Worth knowing for conscious travelers – About Collaborative Consumption and the Common Good
So, how do we want to live? Which economy do we want to support as conscious travelers?
Last saturday I visited the Share&Fest for Vagamunda which took place in Nou Barris, a moderate and popular neighbourhood on the outskirts of Barcelona. This open event for one day was part of the 4-day Ouishare Fest BCN, the first festival in Spanish dedicated to the Collaborative Economy. It was organised to get in touch, to network and to find out about collaborative platforms and start-ups. That day the focus was put on how the Collaborative Economy can also be social and solidary at the same time. For this purpose initiatives and neighbours of the area were invited as well for an open exchange. As a new born online platform with the objective to support the common good we didn’t want to miss this.
I am currently developing the platform Vagamunda for an easier connection of likeminded and conscious people – travelers and hosts – in a CoWorking Space in Barcelona. Being surrounded every day by people realizing exciting projects and working on creative start-ups is defenitely inspiring and creates a very positive, energy-filled atmosphere. Without a doubt it is very enriching to share a space to work, to get out of the house and keep flexible.
Of course, different types of economies are strictly defined. It is quite easy though to get confused between terms like Social, Solidary, Cooperative, etc. Economy; and lately everybody in the startup-scene talks about Collaborative Economy*. Sounds very “social” as well, right? Certainly the idea of sharing available resources can lead to a more sustainable way of consuming. Nonetheless one can already get the impression that the new economic power that start-ups like e.g. Airbnb have achieved, has more liberal tendencies than an interest in social transformation and solidarity. According to a study that has been made by the Organisation of Consumers and Users (OCU) only 10% of the new collaborative platforms have a focus on social transformation. (from: El Salmón Contracorriente)
(* For those who are interested in more detailed information about the exact economic terms for the different types of new collaborative platforms, this overview can help.)
Collaborative Consumption and tourism – What conscious travelers should have in mind
As we already mentioned in our last Newsletter, the questionable tendencies of new collaborative online platforms, embedded in a capitalist system, seem to aggravate living conditions for people who have less access to resources to share and this way have an income.

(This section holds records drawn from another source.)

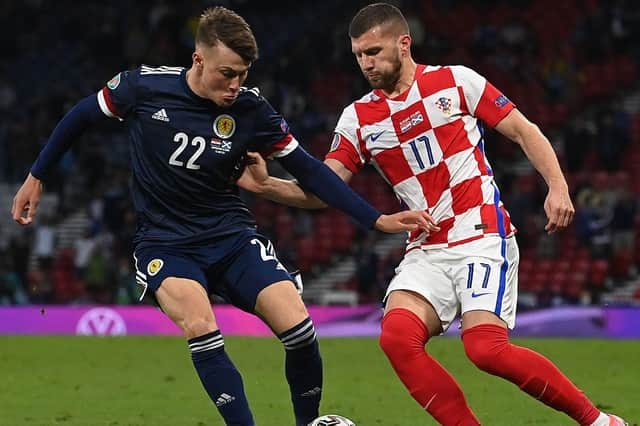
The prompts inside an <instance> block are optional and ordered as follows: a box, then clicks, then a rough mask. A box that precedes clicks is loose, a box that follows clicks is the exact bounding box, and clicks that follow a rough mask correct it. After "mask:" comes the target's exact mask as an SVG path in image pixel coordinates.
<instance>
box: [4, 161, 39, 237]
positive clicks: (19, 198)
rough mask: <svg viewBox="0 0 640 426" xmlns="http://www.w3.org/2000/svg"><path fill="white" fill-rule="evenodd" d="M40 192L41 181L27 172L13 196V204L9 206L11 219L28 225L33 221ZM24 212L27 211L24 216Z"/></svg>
mask: <svg viewBox="0 0 640 426" xmlns="http://www.w3.org/2000/svg"><path fill="white" fill-rule="evenodd" d="M40 194H42V182H40V179H37V178H35V177H33V175H32V174H31V173H29V176H27V178H26V179H25V181H24V183H23V184H22V186H21V187H20V189H19V190H18V192H17V193H16V196H15V197H13V206H12V207H11V215H12V216H13V220H15V221H16V222H18V223H19V224H20V225H28V224H30V223H31V222H33V218H34V217H35V215H36V209H37V208H38V203H39V202H40ZM24 212H27V216H26V217H25V216H24Z"/></svg>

To stick with the example of sharing residential property, especially in touristic areas it has become very difficult for locals to rent a flat to live as entire appartments get rented out to tourists. Obviously the new Collaborative Economy has brought up more urgently than before the question of its regulation. For this purpose, representatives of the Economy for the Common Good suggested on the Share&Fest to apply regulations for the Collaborative Economy that have been elaborated to fulfill a common good balance.
In this context, as conscious travelers we are free up to a certain point to think about the way we want to consume. We can decide when and how we want to share resources to have a smaller carbon footprint and, in lots of cases, spend less or no money. While traveling this is especially interesting in terms of how we move from A to B. In this context we would like to introduce trustroots.org to you as we love their idea and mission. Check them out!
But also in other areas of everyday life we can – reuse what has been used before, reduce the amount of stuff we buy and recycle what can be used again in a different way.
When we visit new places on a journey or holiday we can decide to make use of what is offered locally, meeting interesting people, finding out about their projects and offers and support the local community.